I have two friends who have published books—one nonfiction and two fiction—which are set in the Western mountain area. But although Julie Cantrell—author of Into the Free and When Mountains Move—lives in Oxford, Mississippi, she once lived in Colorado, and it shows in the sense of place she creates in her novels. And Kristen Iversen, whom I met when she was living in Memphis and directing the creative writing program at the University of Memphis before moving back to the Denver area, grew up in the Rocky Flats area that she portrays so vividly in her creative nonfiction work, Full Body Burden: Growing Up in the Nuclear Shadow of Rocky Flats.
As I consider “what’s next?”—hoping that “next” means after my first novel is published—I wonder if it will matter where I live when it’s written. I’ve started a second novel that’s actually set in New York City. A good excuse to return there often, right?

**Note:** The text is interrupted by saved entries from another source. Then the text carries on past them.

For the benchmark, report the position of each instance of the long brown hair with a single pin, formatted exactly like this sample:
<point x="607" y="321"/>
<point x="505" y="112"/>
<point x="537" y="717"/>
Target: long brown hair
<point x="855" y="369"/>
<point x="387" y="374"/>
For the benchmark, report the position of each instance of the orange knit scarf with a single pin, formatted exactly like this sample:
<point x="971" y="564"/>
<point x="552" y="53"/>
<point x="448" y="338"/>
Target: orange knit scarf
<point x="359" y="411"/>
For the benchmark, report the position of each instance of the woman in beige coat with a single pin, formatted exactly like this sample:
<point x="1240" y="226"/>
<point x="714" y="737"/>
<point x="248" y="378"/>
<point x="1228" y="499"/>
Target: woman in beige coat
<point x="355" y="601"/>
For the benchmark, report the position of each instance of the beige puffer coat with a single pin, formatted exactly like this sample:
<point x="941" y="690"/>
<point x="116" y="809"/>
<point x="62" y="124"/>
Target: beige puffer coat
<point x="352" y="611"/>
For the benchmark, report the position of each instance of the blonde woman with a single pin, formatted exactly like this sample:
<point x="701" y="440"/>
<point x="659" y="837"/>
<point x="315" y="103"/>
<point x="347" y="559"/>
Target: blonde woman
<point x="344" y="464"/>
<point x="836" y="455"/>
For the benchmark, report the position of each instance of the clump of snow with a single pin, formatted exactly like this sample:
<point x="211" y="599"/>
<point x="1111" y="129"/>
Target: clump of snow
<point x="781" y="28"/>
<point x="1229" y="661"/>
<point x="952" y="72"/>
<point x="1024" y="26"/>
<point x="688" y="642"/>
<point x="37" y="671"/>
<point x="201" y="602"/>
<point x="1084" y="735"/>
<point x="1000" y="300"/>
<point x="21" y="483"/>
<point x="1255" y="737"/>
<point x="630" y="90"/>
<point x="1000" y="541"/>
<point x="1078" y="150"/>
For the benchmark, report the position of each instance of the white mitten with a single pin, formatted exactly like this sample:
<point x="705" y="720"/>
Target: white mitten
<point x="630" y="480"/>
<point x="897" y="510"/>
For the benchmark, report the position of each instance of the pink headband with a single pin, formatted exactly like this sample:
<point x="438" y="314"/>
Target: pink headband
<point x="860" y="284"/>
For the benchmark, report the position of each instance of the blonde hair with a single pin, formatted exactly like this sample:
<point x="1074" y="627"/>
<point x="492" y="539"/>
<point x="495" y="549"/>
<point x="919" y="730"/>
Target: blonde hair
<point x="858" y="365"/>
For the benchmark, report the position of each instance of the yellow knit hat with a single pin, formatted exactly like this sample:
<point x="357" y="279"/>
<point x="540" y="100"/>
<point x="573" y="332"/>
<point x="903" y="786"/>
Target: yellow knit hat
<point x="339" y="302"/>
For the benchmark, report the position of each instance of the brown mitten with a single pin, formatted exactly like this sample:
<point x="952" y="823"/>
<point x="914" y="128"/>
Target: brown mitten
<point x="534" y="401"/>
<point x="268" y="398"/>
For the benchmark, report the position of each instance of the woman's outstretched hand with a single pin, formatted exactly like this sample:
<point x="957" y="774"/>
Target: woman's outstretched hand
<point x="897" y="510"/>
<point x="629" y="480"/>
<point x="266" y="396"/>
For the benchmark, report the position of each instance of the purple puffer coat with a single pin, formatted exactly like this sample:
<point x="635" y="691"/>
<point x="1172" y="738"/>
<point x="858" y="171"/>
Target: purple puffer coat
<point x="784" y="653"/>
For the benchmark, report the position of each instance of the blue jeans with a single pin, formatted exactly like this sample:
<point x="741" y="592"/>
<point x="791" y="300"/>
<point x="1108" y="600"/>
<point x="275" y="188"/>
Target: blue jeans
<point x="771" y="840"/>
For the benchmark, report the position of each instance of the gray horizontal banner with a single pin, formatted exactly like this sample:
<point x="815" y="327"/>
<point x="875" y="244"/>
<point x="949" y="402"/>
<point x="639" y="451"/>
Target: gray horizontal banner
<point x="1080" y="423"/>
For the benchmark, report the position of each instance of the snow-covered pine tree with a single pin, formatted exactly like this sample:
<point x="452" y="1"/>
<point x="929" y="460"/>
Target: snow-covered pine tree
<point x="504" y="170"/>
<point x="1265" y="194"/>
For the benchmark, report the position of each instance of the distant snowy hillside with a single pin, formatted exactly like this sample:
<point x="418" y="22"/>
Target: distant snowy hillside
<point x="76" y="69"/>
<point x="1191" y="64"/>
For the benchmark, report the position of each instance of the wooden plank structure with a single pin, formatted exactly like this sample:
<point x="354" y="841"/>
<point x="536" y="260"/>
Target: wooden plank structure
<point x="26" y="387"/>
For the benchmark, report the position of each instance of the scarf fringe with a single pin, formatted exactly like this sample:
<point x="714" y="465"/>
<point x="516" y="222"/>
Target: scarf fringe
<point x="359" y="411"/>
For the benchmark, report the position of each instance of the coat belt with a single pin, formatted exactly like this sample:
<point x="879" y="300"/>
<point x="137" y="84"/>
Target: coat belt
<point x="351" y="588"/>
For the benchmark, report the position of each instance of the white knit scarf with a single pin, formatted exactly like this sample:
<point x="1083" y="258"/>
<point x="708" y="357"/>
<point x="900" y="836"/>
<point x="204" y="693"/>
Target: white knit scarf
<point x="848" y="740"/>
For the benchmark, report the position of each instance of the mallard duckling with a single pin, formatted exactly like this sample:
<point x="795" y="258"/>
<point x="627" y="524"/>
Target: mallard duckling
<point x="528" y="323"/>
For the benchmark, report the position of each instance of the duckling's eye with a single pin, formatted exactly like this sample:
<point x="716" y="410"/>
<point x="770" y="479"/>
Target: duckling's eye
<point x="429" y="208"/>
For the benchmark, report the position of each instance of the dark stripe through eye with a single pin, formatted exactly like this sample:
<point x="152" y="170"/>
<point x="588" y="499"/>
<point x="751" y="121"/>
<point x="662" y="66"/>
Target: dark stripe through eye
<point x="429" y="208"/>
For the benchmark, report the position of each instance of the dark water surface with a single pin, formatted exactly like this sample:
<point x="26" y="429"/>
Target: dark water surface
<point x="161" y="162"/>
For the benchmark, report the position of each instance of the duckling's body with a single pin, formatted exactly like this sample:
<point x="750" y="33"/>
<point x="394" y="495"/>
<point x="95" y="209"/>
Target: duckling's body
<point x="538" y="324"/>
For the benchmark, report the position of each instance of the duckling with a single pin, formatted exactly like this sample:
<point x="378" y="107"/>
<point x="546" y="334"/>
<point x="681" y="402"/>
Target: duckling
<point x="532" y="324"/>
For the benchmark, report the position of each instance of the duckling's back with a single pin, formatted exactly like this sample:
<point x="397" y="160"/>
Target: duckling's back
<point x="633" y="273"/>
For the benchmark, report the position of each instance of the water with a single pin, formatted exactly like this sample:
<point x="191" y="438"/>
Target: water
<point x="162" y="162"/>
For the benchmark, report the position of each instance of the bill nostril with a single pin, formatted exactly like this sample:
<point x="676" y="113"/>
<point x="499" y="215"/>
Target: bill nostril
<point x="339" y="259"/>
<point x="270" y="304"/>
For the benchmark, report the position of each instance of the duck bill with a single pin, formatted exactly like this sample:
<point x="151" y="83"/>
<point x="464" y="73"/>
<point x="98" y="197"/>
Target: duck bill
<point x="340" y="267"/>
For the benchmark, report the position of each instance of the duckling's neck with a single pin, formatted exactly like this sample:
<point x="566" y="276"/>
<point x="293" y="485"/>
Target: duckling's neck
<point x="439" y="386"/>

And another one that’s set in Mississippi, but it’s entirely too autobiographical, which is why I haven’t continued to work on it.
Most of my favorite authors have set their novels—and of course their memoirs—close to where they live or grew up: Pat Conroy and his wife, Cassandra King Conroy, Mary Karr, Joshilyn Jackson, and of course writers like Harper Lee, William Faulkner, and Eudora Welty.
But then there are exceptions. I can’t think of many, but The Tilted World, about the devastating Mississippi flood of 1927, co-written by husband and wife authors Tom Franklin and Beth Ann Fennelly, isn’t set in either of their home states. I know they did a ton of research to capture the terrific sense of place in this literary page-turner.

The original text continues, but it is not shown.